Daten der Bundesagentur für Arbeit (BA) im November: Förderung der beruflichen Weiterbildung rückläufig

Der Arbeitsmarkt ist noch stabil. Dies zeigen die aktuellen Zahlen: "Die Arbeitslosigkeit ist im November weiter gesunken. Die sozialversicherungspflichtige Beschäftigung nahm zu, und die Nachfrage der Unternehmen nach Mitarbeitern befindet sich nach wie vor auf einem hohen Niveau. Allerdings mehren sich die Anzeichen, dass der wirtschaftliche Abschwung den Arbeitsmarkt bald erfassen wird", erklärte der Vorstandsvorsitzende der Bundesagentur für Arbeit (BA), Frank-J. Weise heute in Nürnberg. Die Zahl der Arbeitslosen in Deutschland ist im November um 8000 auf 2.988.000 gesunken.
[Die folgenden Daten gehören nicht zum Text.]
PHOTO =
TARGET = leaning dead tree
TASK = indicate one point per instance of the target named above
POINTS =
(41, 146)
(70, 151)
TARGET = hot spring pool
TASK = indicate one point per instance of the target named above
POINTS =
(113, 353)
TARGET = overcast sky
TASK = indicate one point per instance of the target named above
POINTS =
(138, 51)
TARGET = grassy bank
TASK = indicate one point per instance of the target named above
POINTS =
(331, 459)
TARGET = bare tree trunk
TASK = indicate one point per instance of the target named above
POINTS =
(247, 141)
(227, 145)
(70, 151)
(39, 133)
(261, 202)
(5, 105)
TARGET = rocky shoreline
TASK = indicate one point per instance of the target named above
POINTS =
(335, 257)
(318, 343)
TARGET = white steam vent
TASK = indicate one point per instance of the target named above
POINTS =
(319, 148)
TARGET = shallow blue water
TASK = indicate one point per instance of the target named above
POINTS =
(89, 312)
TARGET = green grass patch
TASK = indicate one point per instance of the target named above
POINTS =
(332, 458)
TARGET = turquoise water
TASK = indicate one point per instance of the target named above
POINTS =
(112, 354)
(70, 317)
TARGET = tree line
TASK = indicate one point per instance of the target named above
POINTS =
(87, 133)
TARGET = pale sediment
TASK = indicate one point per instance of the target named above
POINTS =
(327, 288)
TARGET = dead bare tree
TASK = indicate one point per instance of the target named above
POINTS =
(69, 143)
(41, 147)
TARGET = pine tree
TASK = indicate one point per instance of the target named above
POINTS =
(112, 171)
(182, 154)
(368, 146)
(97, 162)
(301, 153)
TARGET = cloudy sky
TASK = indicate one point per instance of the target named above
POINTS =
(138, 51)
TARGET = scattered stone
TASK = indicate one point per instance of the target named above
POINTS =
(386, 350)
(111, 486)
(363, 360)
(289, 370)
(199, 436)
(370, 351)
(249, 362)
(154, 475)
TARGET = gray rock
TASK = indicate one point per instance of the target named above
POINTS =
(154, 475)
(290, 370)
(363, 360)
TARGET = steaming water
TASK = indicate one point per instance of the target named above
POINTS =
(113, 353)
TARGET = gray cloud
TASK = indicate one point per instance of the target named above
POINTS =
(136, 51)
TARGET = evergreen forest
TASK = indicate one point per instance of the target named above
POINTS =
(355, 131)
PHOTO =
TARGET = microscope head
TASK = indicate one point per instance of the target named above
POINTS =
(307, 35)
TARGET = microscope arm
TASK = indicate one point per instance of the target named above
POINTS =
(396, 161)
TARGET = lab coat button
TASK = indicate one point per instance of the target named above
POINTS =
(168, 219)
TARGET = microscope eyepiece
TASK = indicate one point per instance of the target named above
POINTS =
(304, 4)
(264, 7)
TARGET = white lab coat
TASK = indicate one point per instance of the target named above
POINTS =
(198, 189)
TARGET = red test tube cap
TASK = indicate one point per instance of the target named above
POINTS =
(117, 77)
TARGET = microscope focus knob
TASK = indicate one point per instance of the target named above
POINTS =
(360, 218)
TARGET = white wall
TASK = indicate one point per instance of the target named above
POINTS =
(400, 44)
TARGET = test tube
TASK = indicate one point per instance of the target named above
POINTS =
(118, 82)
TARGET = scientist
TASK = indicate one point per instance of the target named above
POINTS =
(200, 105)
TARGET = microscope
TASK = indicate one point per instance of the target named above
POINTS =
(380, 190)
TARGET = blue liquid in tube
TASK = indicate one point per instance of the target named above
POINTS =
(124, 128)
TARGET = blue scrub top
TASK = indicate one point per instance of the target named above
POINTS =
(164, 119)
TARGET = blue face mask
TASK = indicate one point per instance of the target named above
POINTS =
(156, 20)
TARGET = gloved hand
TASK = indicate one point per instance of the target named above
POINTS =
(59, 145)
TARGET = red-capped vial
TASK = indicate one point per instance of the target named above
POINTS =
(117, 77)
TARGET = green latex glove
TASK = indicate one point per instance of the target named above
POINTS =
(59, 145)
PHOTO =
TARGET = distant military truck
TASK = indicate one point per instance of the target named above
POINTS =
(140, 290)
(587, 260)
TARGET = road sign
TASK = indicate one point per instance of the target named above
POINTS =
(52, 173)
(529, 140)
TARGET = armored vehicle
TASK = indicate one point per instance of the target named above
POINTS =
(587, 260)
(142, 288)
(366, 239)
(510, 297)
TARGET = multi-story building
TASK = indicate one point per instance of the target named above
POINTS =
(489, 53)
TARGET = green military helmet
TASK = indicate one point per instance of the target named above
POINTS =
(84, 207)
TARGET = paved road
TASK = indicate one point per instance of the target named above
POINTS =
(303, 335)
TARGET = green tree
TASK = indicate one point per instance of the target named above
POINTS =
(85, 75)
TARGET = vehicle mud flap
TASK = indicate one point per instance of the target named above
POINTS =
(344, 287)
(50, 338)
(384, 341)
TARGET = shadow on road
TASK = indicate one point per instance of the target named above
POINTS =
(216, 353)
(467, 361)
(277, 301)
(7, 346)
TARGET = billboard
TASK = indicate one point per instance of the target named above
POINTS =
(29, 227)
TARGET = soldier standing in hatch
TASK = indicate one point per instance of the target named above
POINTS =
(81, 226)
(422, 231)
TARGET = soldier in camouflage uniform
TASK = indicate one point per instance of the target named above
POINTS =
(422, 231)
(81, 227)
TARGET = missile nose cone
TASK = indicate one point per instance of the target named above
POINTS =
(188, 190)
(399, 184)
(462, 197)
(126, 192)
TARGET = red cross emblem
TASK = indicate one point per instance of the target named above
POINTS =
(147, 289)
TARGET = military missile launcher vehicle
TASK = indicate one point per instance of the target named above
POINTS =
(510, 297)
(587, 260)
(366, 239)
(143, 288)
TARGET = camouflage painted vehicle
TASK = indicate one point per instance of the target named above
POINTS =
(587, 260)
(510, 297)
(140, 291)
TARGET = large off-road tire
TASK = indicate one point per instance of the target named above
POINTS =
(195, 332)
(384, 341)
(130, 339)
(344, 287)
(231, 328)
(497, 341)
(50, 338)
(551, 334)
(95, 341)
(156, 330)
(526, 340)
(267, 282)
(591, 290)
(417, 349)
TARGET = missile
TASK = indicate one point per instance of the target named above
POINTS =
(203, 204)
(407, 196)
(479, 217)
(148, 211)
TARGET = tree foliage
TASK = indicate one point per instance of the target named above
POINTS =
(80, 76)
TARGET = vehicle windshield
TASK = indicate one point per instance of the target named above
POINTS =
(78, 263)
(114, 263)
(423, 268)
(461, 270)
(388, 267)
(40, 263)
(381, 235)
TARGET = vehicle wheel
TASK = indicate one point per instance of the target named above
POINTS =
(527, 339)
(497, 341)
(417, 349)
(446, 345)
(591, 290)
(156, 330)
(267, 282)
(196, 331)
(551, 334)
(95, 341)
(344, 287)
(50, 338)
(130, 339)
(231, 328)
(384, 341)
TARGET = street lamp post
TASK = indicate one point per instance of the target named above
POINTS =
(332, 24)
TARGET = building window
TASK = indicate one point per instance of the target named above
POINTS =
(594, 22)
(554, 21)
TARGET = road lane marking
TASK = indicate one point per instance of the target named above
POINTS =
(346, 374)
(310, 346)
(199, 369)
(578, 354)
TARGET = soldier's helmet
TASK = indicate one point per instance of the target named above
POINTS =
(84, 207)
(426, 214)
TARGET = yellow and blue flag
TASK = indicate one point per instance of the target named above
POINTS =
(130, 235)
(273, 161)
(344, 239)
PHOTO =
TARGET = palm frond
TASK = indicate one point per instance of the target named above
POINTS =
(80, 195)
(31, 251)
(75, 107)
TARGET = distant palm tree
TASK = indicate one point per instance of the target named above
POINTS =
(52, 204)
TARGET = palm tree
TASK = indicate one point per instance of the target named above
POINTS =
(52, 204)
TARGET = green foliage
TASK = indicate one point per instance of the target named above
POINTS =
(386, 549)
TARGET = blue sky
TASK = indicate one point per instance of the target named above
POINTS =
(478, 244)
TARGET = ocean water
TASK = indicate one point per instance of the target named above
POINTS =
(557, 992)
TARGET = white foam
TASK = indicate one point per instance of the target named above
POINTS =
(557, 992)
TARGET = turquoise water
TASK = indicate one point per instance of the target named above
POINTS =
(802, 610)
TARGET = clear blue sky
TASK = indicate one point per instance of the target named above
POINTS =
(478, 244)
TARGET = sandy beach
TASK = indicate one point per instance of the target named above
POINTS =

Das waren 390.000 weniger als vor einem Jahr, berichtete die Bundesagentur für Arbeit. Die Arbeitslosenquote sank um 0,1 Punkte auf 7,1 Prozent.

27.11.2008 Pressemeldung Bundesverband der Träger beruflicher Bildung e.V. (BBB)

Förderung der beruflichen Weiterbildung (FbW)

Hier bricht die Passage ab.